Most of the growth in waste is predicted to come from rapidly growing urban areas in developing countries. But this could pose a problem for the UK and Western Europe, according to waste experts, due to changing global supply patterns.
As countries such as China and India start producing more of their own domestic waste they will have less need to take materials from other countries for reprocessing.
"They are going to start producing their own recycled feedstocks. This will have a massive knock-on-effect," said Dr Adam Read, global practice director for waste management and resource efficiency at consultancy AEA.
Talking to edie,Read added: "The other parallel concern is around resource security. China has around 96% of rare earth metals, intrinsic to telecommunications and low carbon technologies.
"These are the countries that are going to want ipads and mobile phones in the future so not only are they going to consume these materials they are going to localise the material stream."

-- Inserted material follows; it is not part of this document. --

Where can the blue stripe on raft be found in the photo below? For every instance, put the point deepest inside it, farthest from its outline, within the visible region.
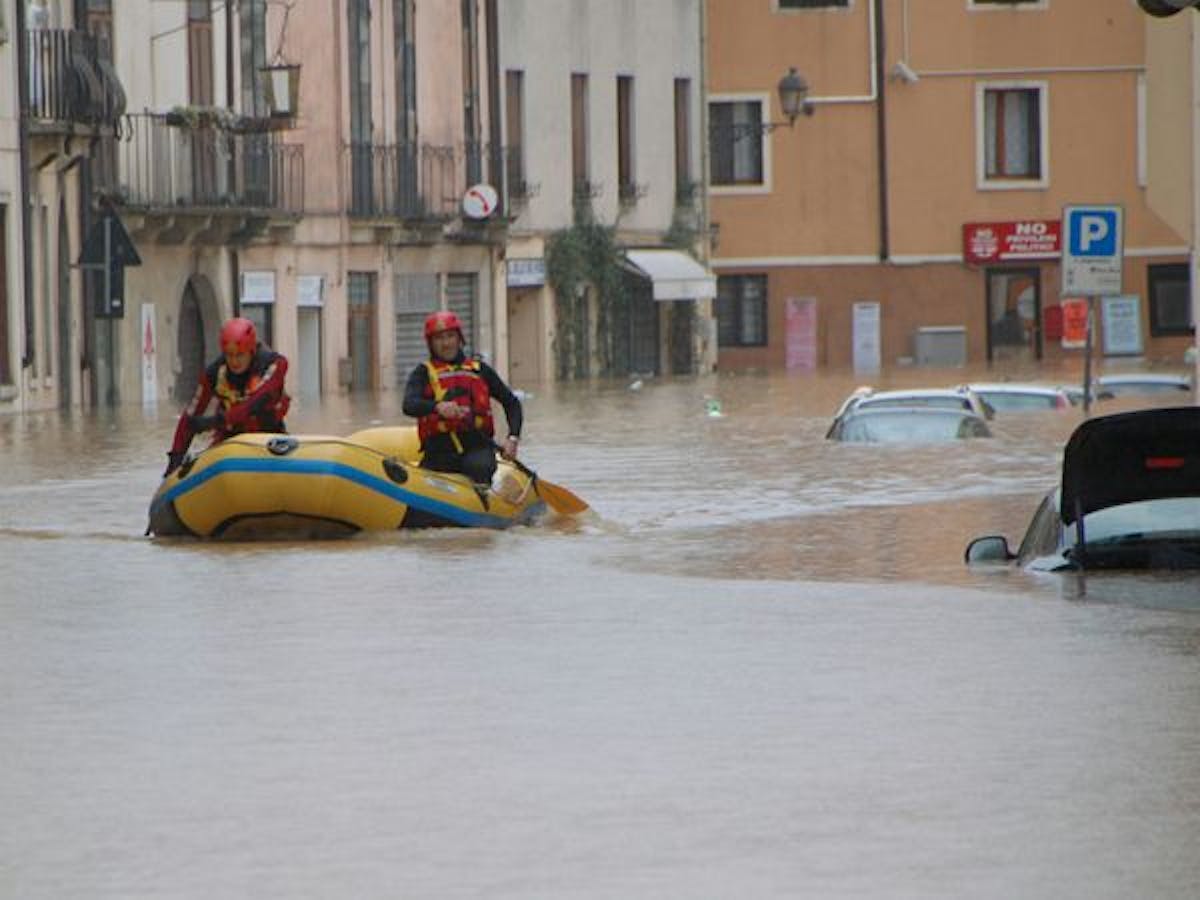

Read predicts that this will result in material prices, and it turn consumer goods, rocketing. He argues that the UK needs to establish a strong remanufacturing industry, rather than sending waste abroad to be reprocessed.
This will create jobs and also ensure that the UK has the raw materials needed to compete globally. "You would then have a trade-able item - at the moment all we have is trash," added Read.
"For every tonne of aggregate mined you get about 5 kilos of gold. For every tonne of mobile phones reprocessed you get around 50 kilos of gold."
He adds that sending waste to be burnt in incinerators in Europe instead of using it ourselves, when the UK is facing an energy crisis, is a short sighted move.
"We haven't got the big picture and we are not being strategic enough - we keep selling our materials on the cheap thinking we've got a deal but what we are really doing is undermining our future."
Speaking to edie, waste consultant Paul Levett agreed: "We need to see this as a big business opportunity for the UK waste industry - rather than export these materials we need to reprocess them here."